SMILE, IT’S CONTAGIOUS!
So let’s start with the easy one. The concept of smiles being contagious. Have you ever really noticed this? When you smile at someone else it is almost impossible for them to not smile back. This goes such a long way. Receiving smiles throughout your day can make your day brighter. It can lessen the load you carry and make you feel lighter. Don’t be a skeptic, just try it!
Now, let’s go a little deeper! I want you to think of the last situation that really got under your skin. Can you remember how you handled it? Did you let someone’s reaction escalate your own? How did you react? Did you raise your voice? Think of the last time you started yelling at someone during a heated situation. How did it make you feel? What was the outcome?
PERSONAL EXPERIENCE: THE BEST WAY TO LEARN!
In my young career I reacted to everything. Let’s say I was “passionate”. LOL. I would react to situations not thinking of the outcome or of how my reactions made me look. What, don’t judge! I’m a Scorpio. It took me a little while to get this shit under control!
I always prided myself on seeing things from multiple vantage points. But I can definitely recall many times when a situation got the best of me. As I look to those outcomes, they are never good. I felt like if I was wronged in any way, I needed to make sure they knew I was wronged…meaning they were wrong and I was right. Oh, boy! I had a lot to learn!
Life is a series of lessons and I will never forget the one I got from one of my best bosses. He was calm in all situations. Mr. Cool as a Cucumber! I worked for a young company and every process had to be created from scratch. I am a process person, so I can say, many of the processes created were done so by me. I was also one of the first people to work in our “digital marketing” department. So a lot of what needed to be done had to be built. Well, when you build something, you never want someone else coming in and tearing it down or replacing it. Fast forward to the day they hired a VP of Digital Marketing. I was in my mid-twenties and this guy came in and really shook things up from the get go. He started changing things around and it felt like breaking everything I had built. One day, I sent an email letting him know that I was not happy with X, Y and Z. I cc’d my boss on the email because I really thought he was going to commend me on my tenacity and my “get up and go” mentality.
He shot an email back to just me and all it said was “Making friends?”
There were great lessons in those 2 words. Damn it! I didn’t need one of his Jedi mind trick lessons. (He was so good at that!) I wanted someone to see this guy and all he was breaking. Fast forward 2 years and guess what, “this guy” was my new boss and he and I were great friends. But it came at the expense of me having to dig out of the hole I created for myself. Live and learn! Hey, you have to make mistakes to learn the lessons!
Now, listen, we learn from all situations. And I believe in taking risks and charging forward more than being reserved and playing it safe all of the time. But that being said, this is one lesson that has helped me time and time again. And it is the number one that allowed me to move past my account exec role and into leadership.
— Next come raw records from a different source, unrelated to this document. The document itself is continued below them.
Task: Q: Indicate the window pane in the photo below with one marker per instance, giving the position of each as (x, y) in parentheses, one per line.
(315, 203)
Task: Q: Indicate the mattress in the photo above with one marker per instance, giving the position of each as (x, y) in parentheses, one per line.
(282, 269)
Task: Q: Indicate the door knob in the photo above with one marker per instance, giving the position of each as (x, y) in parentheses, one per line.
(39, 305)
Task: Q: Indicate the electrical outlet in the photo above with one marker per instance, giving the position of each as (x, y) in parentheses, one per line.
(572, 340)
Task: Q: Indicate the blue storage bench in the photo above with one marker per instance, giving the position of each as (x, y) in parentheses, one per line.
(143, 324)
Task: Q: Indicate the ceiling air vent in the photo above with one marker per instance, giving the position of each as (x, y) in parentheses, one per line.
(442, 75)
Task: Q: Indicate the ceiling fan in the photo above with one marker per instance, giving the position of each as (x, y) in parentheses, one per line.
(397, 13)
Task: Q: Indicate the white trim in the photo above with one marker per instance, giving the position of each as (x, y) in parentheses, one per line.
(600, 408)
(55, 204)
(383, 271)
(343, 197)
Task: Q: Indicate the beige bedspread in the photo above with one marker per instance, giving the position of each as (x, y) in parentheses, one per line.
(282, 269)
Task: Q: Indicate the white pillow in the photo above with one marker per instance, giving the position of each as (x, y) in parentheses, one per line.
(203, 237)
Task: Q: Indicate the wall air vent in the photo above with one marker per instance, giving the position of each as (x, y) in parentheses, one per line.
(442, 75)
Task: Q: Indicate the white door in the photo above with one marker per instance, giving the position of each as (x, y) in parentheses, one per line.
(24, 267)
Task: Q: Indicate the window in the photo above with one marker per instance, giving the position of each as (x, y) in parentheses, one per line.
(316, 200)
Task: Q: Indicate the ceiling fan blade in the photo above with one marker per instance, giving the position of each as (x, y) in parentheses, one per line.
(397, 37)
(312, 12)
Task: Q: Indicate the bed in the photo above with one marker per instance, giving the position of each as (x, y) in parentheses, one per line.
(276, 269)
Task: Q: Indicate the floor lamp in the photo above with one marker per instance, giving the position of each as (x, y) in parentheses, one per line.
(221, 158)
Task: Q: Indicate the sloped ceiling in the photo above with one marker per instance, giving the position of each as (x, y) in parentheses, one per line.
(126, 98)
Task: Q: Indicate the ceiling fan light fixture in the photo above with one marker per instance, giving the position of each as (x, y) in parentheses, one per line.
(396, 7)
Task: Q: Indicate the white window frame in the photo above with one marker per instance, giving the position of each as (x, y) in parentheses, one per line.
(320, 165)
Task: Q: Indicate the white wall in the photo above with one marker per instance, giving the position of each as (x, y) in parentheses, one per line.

When you react to a situation or a person in a way that is counter to who you actually are, you run the risk of now “being the situation”. In most cases, you change the narrative. And many times the situation at hand, the circumstances that led to this outcome are no longer relevant and the only thing being focuses on is how YOU handled the situation. I also call this ammunition. You are giving your opponent ammunition against you and guess what… it becomes a loaded gun!
Is this easy? Hell no! Sometimes the situation is so outlandish and you just want to lash back. It feels so good to defend ourselves and make sure the person knows they are wrong and that you are right. Think about that for a minute. Do you think that if you lash out the actual outcome will be that they know they are wrong and you are right? Nope. Nine times out of ten, that is not what happens.
Live life, make mistakes, fall down, get back up, move forward, repeat!
Take a deep breath and channel the force if you truly think it will help. I think of it as having an out of body experience. I take a deep breath and envision butterflies, a rainbow, glitter and a trickling stream. What? Don’t judge! It helps! And then, I kill them with kindness!